By JOHNNY MUNKHAMMAR
In a Europe plagued by debt crises, one country has no budget deficit at all and is currently returning to surplus. This same country is consistently among Europe's fastest growing economies, with GDP growth set to hit 4% this year.
That country is Sweden. For many years, foreign policy-makers have pointed to Sweden as a positive model to follow, making Swedes like me proud. Too often, though, foreigners have drawn the wrong lessons from Sweden's success. For instance, whenever I give a lecture, anywhere in Europe, about economic reform, I always get the following response: "But you come from Sweden, which is socialist and successful—why should we launch free-market policies ?"
The simple truth is that Sweden is not socialist. According to the World Values Survey and other similar studies, Sweden combines one of the highest degrees of individualism in the world, solid trust in well-functioning institutions, and a high degree of social cohesion. Among the 160 countries studied in the Index of Economic Freedom, Sweden ranks 21st, and is one of the few countries that increased its economic freedoms during the financial crisis. Sweden gets higher scores for liberal markets than Germany and Belgium, or reformers such as Cyprus and Georgia.

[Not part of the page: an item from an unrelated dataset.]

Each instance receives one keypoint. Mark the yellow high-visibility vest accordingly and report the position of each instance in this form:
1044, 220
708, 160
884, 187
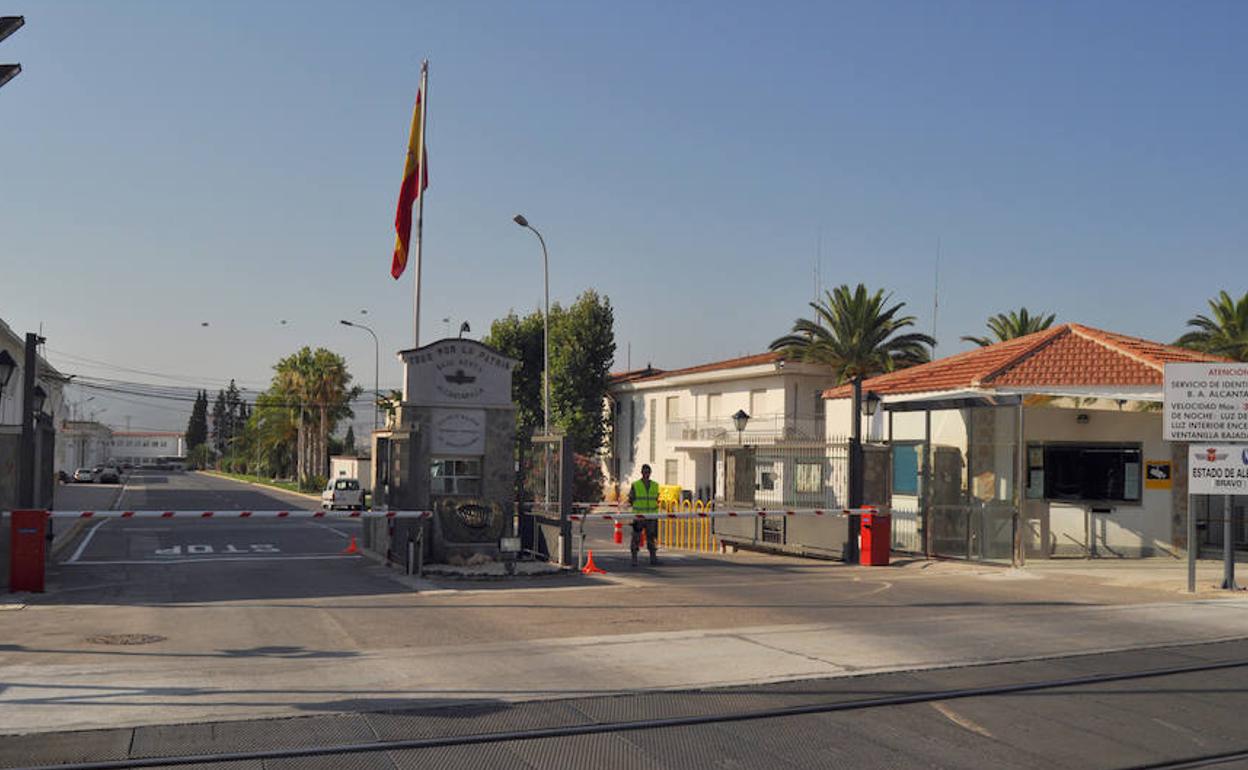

It's true that Sweden wasn't always so free. But Sweden's socialism lasted only for a couple of decades, roughly during the 1970s and 1980s. And as it happens, these decades mark the only break in the modern Swedish success story.
In the mid-1800s, Sweden was one of the poorest and underdeveloped countries in Europe. Then, Finance Minister Johan August Gripenstedt, a proponent of de Tocqueville and Bastiat, launched far-reaching economic reforms that forged Sweden's transition to capitalism. Sweden was opened up to the world, to free trade, and to migration. Free enterprise and free competition were introduced. In particular, the financial sector was deregulated.